Medication Reconcilliation The Good The Bad and The Ugly

As we look at the ARRA Meaningful Use matrix, we all see a requirement for medication reconciliation or med rec. An innocuous sounding requirement - simply reconcile a patient’s medication at the transition of care. The transition of care for Meaningful Use purposes is the movement of the patient from an ambulatory setting to an inpatient setting and vice versa. How hard can that be? As it turns out very, especially in an automated fashion! To dive a little deeper, med rec is really one component of the broader concept of the ‘continuum of care’. The ‘continuum of care’ is a concept that requires clinicians and healthcare organizations to maintain elements of responsibility for a patient’s care as they transition from one setting to another, including their home. Further the continuum of care is seen as being a seamless progression of the patient through various home and healthcare settings where planning and treatments are continuous and uninterrupted. One of the primary elements supporting the continuum of care is the maintenance and oversight of medications that patients received in an earlier setting now be continued or modified as necessary in their new setting – in other words med rec. The reason med rec is so important is that if this process does not occur, in a standardized manner, medication errors will occur and may lead to serious adverse drug events (ADEs) and harm. So how does all this work? The next couple of paragraphs give a brief overview of exactly that in a perfect, in a real world and the challenges when the two worlds collide, so onto the perfect world.

The Perfect World – The Good

Med rec is the process of identifying the most accurate list of all medications a patient is taking including name, dosage, frequency, and route. Then using this list to provide correct medications for patients across the ‘continuum of care’. Med rec is complex since it involves comparing the patient’s current list of medications, i.e., home medications, against the physician’s admission, transfer, and/or discharge orders. And – merely reviewing the meds is not sufficient. A determination needs to be made why a med might have been modified, discontinued or added for “reconciliation”. Clinicians should review previous medication orders alongside new orders and plans for care, and reconcile any differences. Further complication is that med rec should be done each time a patient moves from one setting to another, both within the hospital setting and in the ambulatory setting. (Luckily for ARRA Meaningful Use, med rec only has to occur in the care transition between inpatient and ambulatory and vice versa.) So in a perfect world at each transition of care the care team would compare the current meds to the meds on the medication list and reconcile them on an electronic system. Reality though has not quite caught up to the perfect world and unfortunately the adage “don’t let perfection get in the way of good enough” does not apply and the real world plays in the good enough zone – which is not good enough!

The Reality – The Bad

Typically ‘medication lists’ are kept by the primary care physician, in the ambulatory environment. Attempting to incorporate the medications the current physician has placed the patient along with those that any specialists or other providers have prescribed is at best difficult. Because of the lack of standardized exchange of electronic information, the process of med rec is an overwhelmingly manual process. This manual process yields a list that is a maintenance nightmare and most likely assures that up-to-date medication lists are next to impossible. The result is little capability to review potential drug-drug interactions with every new prescription or dose change.

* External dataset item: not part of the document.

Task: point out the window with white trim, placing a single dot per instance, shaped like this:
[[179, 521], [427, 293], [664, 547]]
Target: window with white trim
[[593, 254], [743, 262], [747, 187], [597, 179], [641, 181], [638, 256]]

The impact of the manual process is even more pronounced when the patient transitions from an ambulatory to inpatient setting. The manual nature of the real world makes having a complete list of ‘home’ medications available for consideration as the patient is treated in the inpatient setting nearly impossible. Again, since there is minimal information sharing between the ambulatory and inpatient settings unless the admitting physician is also the patient’s primary care physician the odds of having a reconciled list of meds are almost assured to be approaching nil.

The Risks – The Ugly

Experience from hundreds of organizations has shown that poor communication of medical information at care transition points is responsible for as many as 50% of all medication errors and up to 20% of adverse drug events (ADE) in the hospital. In other words the lack of med rec in a standardized electronic format can profoundly impact patients through the ADEs, increased lengths of stay and most importantly they can die!!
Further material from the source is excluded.